1. A coupling comprising:

a stationary housing ( 25 ) which forms a reservoir for operating fluid,

a rotating gear housing ( 27 ) disposed in the stationary housing ( 25 ),

a hydrostatic displacement machine ( 35 ) disposed in the gear housing ( 27 ),

a drive shaft ( 30 ),

a friction coupling ( 36 ) interconnecting the drive shaft ( 30 ) with the gear housing ( 27 ),

a piston ( 5 ) to have an impact on the friction coupling ( 36 ) for creating pressure in a pressure chamber ( 4 ) when there is a differential speed between the gear housing ( 27 ) and the drive shaft ( 30 ),

the hydrostatic displacement machine ( 35 ) is provided with a first opening ( 9 ) and a second opening ( 10 ) for the supply and discharge of operating fluid and a third opening ( 11 ) and fourth opening ( 12 ) for connection with the pressure chamber ( 4 ),

the coupling being characterized by the first and second openings ( 9, 10 ), being connected by means of a first and second rotating insertion ( 13, 14 ), respectively, and a first and second control valve ( 15, 16 ), with rigid housings and are formed as regulating throttle valves, so that independent of the direction of the differential speed, coupling can be controlled on the respective supply side as well as on the discharge side of the displacement machine.

2. A speed-difference-dependent hydraulic coupling according to claim 1, characterized by the first and second control valves ( 15, 16 ) forming a common control valve ( 20 ).

3. A speed-difference-dependent hydraulic coupling according to claim 1, characterized by the first and second control valves ( 15, 16 ) being proportional valves.

4. A speed-difference-dependent hydraulic coupling according to claim 1, characterized by the first and second control valves ( 15, 16; 20 ) being controlled by a stepping motor ( 21 ).

5. A speed-difference-dependent hydraulic coupling according to claim 1, characterized by the fact that between the third and fourth openings ( 11, 12 ) and the pressure chamber ( 4 ), a double-acting non-return valve ( 22 ) will be provided.

6. A speed-difference-dependent hydraulic coupling according to claim 5, characterized by the displacement machine ( 35 ) being connected via a throttle valve ( 7 ) and a cooling pipe ( 48 ) to the coupling area ( 61 ).

7. A speed-difference-dependent hydraulic according to claim 2, characterized by the common control valve ( 20 ) being formed by a movable adjusting piston ( 53 ) in a sleeve ( 51 ), by which the sleaves is provided with access openings ( 56, 57 ) on both sides to the reservoir ( 8 ) and a first ( 59 ) and second ( 58 ) lateral control opening ( 58, 59 ), from which the one ( 59 ) with the second ( 57 ) and the other ( 58 ) with the first access opening ( 56 ) (pressure side and suction side) are connected to the displacement machine ( 35 ) wherein the adjusting piston ( 53 ) closes respectively the first ( 59 ) and the second ( 58 ) control openings in both its end positions ( 53 ′, 53 ), and partially closes both control openings ( 58, 59 ) in the intermediate positions ( 53 ′).

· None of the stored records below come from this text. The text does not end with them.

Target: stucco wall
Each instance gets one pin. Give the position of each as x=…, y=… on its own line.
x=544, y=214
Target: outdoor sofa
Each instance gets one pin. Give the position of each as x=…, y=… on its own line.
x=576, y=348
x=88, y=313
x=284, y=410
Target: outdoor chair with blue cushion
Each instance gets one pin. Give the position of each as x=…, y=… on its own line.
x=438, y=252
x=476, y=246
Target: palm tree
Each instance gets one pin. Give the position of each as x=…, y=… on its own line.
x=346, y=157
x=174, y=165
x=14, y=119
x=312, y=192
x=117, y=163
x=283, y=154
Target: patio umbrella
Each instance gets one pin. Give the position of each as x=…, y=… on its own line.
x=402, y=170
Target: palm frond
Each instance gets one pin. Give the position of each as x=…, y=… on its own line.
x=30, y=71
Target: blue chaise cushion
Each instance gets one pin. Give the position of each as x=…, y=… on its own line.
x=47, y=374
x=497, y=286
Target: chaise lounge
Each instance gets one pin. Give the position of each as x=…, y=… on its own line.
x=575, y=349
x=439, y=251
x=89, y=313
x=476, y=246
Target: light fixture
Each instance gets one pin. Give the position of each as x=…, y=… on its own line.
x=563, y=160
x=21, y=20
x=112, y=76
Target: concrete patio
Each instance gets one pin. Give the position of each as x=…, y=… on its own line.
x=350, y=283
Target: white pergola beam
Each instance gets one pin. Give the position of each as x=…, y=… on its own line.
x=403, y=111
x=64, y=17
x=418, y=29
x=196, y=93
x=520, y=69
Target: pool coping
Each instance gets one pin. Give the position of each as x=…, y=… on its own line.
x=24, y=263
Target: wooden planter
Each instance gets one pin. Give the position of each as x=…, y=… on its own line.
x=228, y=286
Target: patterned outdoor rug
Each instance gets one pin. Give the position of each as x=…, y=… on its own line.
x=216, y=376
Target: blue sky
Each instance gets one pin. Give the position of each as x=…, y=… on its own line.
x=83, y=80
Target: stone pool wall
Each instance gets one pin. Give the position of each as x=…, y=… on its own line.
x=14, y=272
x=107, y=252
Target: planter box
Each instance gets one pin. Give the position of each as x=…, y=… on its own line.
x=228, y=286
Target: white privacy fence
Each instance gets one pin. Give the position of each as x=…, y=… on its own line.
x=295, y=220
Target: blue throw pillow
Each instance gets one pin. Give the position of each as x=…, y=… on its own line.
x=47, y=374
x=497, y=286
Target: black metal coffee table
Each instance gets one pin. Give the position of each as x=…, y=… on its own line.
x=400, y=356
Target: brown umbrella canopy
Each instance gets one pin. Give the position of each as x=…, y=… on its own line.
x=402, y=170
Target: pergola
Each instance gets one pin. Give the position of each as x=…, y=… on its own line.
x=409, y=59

8. A speed-difference-dependent hydraulic according to claim 7, characterized by the sleeve ( 51 ) of the control valve ( 20 ) in a plane arrangement transversal to the revolution axis of the coupling in the area of the rotating insertions ( 13, 14 ).

9. A speed-difference-dependent hydraulic according to claim 5, characterized by the double-acting non-return valve ( 22 ) consisting of a tangential bore ( 65 ) in a plane arrangement transversal to the revolution axis of the coupling and a locking device ( 71 ) therein between the displacement machine and the pressure chamber, both ends of the tangential bore ( 65 ) are connected to the third and fourth openings ( 11, 12 ) of the displacement machine ( 35 ) and its center point to the pressure chamber ( 4 ).